Nvidia shares drop on China concerns despite strong earnings
Nvidia shares fell more than 5% in after-hours trading Thursday after the chipmaker highlighted ongoing challenges in China, despite reporting another quarter of blockbuster growth.
The stock ended the regular session flat at US$181.60, then slid to US$172.45 following earnings. For the quarter ended July 27, revenue surged 56% to US$46.7 billion, but sales from China, including Hong Kong, dropped 24% to US$2.8 billion.
Nvidia disclosed it sold no H20 chips — processors designed to comply with US export restrictions — during the period. The product had generated US$4.6 billion in the prior quarter.

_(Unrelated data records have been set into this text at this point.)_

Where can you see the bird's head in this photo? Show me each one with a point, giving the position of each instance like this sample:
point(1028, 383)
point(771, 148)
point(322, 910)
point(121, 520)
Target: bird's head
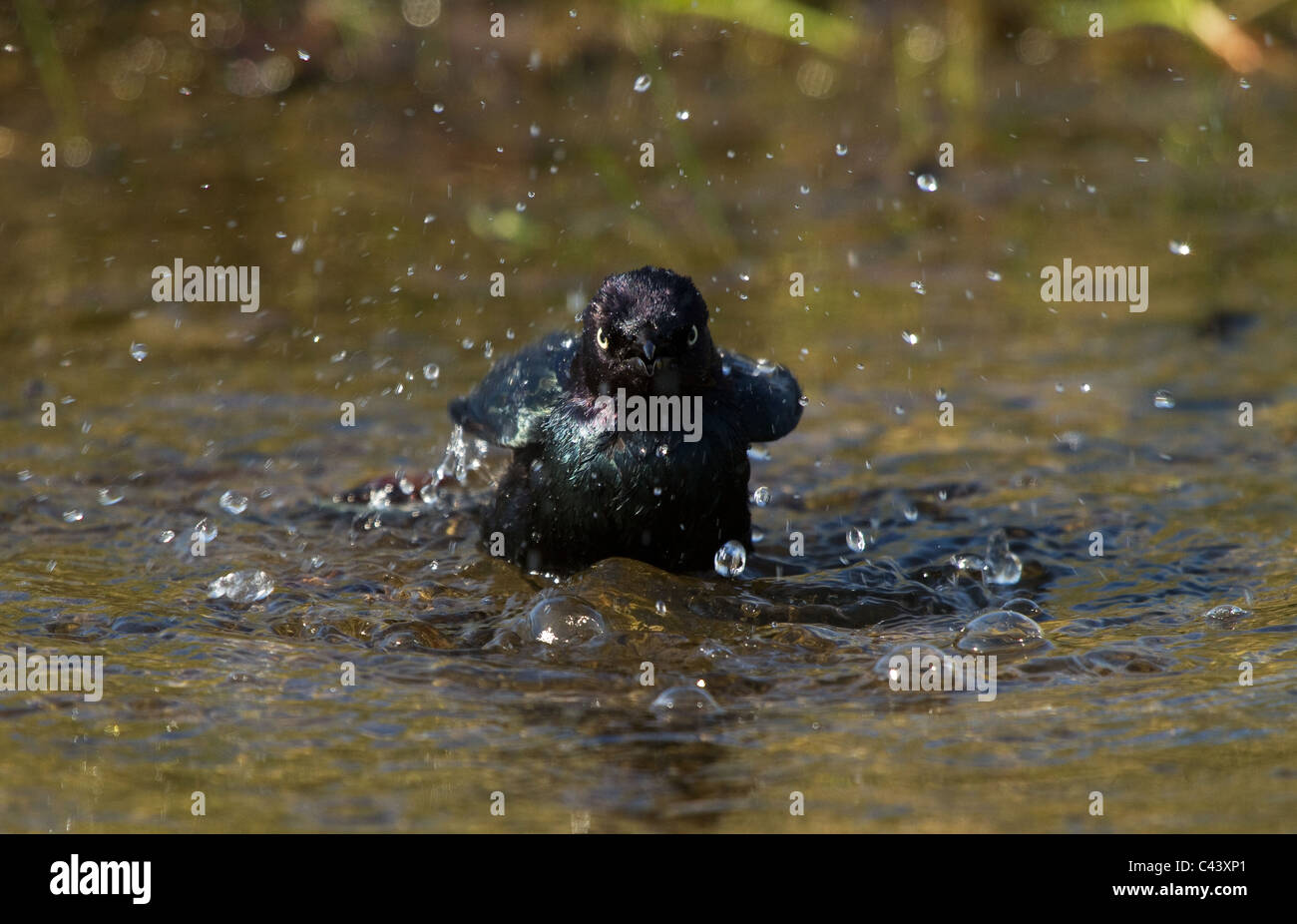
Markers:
point(647, 331)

The pause came as Washington pressed for a 15% revenue cut without formal regulation, while Beijing questioned whether the chips contained “built-in vulnerabilities.” Nvidia denied its GPUs have back doors.
CEO Jensen Huang stressed China remains a priority, estimating it could be a US$50 billion market this year and praising the country’s open-source AI models, including DeepSeek, Alibaba’s Qwen, and Moonshot AI’s Kimi.

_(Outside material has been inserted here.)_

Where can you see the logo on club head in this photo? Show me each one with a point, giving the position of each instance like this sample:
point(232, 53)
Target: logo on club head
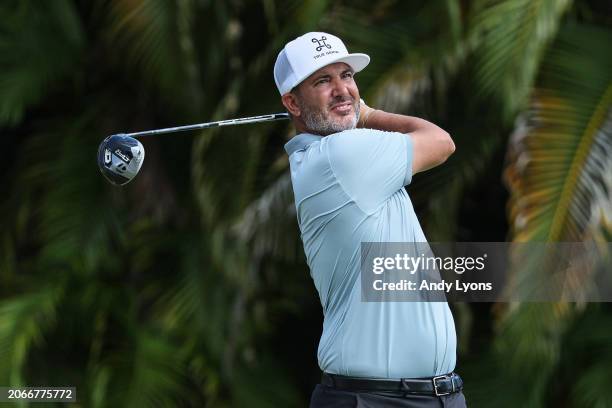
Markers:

Still, US-China tensions loom large. Analysts at Saxo warned that export restrictions could benefit domestic rivals, especially as China’s Semiconductor Index hit a record high this week. Local firms such as Cambricon Technologies, which posted a 4,348% jump in first-half revenue, and foundry SMIC are gaining momentum.
China is also stepping up chip production, with new state guidelines to boost AI capacity and reported plans to triple AI processor output next year.
Despite the headwinds, Wall Street remains upbeat. Wedbush Securities called the pullback a “buying opportunity,” projecting Nvidia’s market value — currently US$4.4 trillion, the highest globally — could reach US$5 trillion by 2026.